1Professor, Department of Obstetrics and Gynaecology, MGMGH & KAPV Government Medical College, Trichy, Tamilnadu.
2Assistant Professor, Department of Obstetrics and Gynaecology, MGMGH & KAPV Government Medical College, Trichy, Tamilnadu.

Corresponding Author:
Dr. Uma Mohanraj,
#13, Seshapuram, Tennur,



The malformations of the reproductive tract are rare in general population, constituting 1% in normal fertile female. In patients with recurrent pregnancy loss, the prevalence is 3.3%. Identification of symptoms and timely diagnosis by 3 dimensional USG and MRI is the gold standard(1) in delineating uterine anomalies and referred to centres with experience in the treatment of complex genital malformations(2) in patients with miscarriage and infertility. In addition, owing to the high risk of maternal morbidity and mortality secondary to rupture and intraperitoneal haemorrhage, excision of the communicating rudimentary horn is strictly indicated when identified.


Unicornuate Uterus, Rudimentary Horn, Second Trimester of Pregnancy, Rupture, Maternal Morbidity.


How to cite this article

Mohanraj U, Aruna SU. Clinical implications of congenital uterine anomaly- A rare case of rupture of left rudimentary horn in unicornuate uterus in 2nd trimester of pregnancy. Journal of Research in Obstetrics, Gynaecology and Infertility 2017; Vol. 3, Issue 1, Jan-June 2017; Page:5-6


The malformations of the reproductive tract are rare in general population but are commonly encountered in women with subfertility and infertility. The prevalence of the malformations of the female genital organs constitute about 1% in normal fertile and subfertile women. The prevalence of about 3.3% is seen in cases of recurrent pregnancy loss. The urogenital differentiation in the embryos is rather a complex process involving genetic, hormonal and environmental influences. Since the genital and urinary system develops in close relationship, developmental errors in both the systems often coexist.
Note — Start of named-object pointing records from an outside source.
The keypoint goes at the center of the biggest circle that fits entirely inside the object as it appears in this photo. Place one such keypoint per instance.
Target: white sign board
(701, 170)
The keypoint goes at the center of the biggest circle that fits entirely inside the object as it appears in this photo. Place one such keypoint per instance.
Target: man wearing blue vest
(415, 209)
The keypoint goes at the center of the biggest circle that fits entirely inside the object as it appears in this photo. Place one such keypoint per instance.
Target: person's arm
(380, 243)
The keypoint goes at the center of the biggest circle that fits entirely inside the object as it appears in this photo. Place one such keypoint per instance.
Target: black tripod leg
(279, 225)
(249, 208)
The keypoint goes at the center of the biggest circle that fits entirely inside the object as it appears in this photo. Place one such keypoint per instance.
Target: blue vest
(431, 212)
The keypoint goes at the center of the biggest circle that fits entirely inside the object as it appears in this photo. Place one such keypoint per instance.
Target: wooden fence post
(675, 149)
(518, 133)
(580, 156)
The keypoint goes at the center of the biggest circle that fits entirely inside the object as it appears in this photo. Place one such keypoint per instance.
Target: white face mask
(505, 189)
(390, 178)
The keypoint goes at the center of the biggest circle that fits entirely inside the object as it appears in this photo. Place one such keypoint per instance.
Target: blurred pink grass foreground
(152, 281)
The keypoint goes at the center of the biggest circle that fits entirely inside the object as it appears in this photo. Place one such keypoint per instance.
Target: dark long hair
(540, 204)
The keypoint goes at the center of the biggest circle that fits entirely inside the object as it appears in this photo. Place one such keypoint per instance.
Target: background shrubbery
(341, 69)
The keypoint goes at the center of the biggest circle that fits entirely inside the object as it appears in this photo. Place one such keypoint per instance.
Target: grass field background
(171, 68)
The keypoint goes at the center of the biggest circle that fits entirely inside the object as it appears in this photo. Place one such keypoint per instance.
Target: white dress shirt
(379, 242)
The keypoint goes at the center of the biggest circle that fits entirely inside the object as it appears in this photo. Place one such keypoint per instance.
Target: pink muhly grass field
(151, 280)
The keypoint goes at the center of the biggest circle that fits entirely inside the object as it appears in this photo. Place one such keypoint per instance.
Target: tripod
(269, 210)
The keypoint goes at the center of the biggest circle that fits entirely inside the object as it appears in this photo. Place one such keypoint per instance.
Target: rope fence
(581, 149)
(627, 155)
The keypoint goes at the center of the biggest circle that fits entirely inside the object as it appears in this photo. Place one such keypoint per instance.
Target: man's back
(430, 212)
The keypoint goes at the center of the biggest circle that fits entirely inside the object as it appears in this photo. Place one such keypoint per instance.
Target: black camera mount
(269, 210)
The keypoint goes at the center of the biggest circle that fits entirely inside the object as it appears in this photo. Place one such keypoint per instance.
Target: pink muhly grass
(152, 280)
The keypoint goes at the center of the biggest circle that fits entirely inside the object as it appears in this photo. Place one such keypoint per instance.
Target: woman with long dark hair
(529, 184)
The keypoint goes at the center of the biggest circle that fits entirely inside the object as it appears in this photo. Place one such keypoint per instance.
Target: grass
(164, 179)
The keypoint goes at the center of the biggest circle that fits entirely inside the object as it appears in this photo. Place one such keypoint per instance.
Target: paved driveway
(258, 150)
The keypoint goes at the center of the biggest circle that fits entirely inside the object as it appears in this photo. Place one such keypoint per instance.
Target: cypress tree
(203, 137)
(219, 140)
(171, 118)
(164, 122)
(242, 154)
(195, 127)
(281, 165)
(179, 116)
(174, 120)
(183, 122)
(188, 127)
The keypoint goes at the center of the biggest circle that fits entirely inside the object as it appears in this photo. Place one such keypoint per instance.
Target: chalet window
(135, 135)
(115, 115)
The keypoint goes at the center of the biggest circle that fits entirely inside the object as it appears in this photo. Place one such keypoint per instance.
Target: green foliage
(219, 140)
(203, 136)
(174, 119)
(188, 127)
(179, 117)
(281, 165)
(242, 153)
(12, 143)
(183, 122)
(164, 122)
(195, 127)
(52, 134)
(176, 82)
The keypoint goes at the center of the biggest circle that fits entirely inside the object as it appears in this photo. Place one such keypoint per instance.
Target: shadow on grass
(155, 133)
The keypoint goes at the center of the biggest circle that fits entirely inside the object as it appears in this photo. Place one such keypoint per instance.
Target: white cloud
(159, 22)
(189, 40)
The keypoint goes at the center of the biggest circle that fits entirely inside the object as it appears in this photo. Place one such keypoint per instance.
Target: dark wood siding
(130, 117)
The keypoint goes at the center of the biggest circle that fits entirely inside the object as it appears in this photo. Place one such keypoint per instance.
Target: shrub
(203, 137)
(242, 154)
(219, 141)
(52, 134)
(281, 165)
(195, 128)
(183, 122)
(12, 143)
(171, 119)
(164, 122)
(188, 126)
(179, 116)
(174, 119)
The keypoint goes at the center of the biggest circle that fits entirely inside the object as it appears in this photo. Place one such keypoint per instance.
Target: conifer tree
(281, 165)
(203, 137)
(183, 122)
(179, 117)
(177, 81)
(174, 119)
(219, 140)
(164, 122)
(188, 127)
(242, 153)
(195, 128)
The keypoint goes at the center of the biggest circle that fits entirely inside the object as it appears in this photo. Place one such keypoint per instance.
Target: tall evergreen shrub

Some anomalies are obvious at birth, but most come to life only at puberty when the birth fails to mislead. Congenital uterine anomalies resulting from abnormal formations, fusion or resorption of the Mullerian ducts comprise 5.5% of an unselected population, 8.0% of infertile women, 13.3% with miscarriage and 24.5% of women with infertility and miscarriage.(3)

Case Report

A 31-year-old female, G2, P2, L1, previous LSCS with H/O 5 months’ amenorrhoea came to the labour ward – MGMGH Hospital & KAPV Govt. Medical College, Trichy as an acute emergency with complaints of acute abdominal pain and giddiness since 3 hours. She is married from past 3 years. Her LMP was 10.1.2017. She had a previous fullterm LSCS done for non-progress of labour, delivered a baby weighing 2.5 kg in a private hospital. No intraoperative findings in the patient record. During the current pregnancy, she didn’t undergo any antenatal visits. There is no investigatory report available. On examination, her general condition was extremely poor, she was conscious, with severe pallor, haemodynamically unstable

with pulse rate of 130 bpm, BP-80/40 mmHg, with SpO2 94%. On obstetric examination, the abdomen was distended, tense, tender, uterine size not made out, uterine contour not made out, the bladder was catheterised, clear urine drained of 100 mL. On per vaginal examination, cervix uneffaced, os closed, no bleeding PV. All vaginal fornices full with tenderness.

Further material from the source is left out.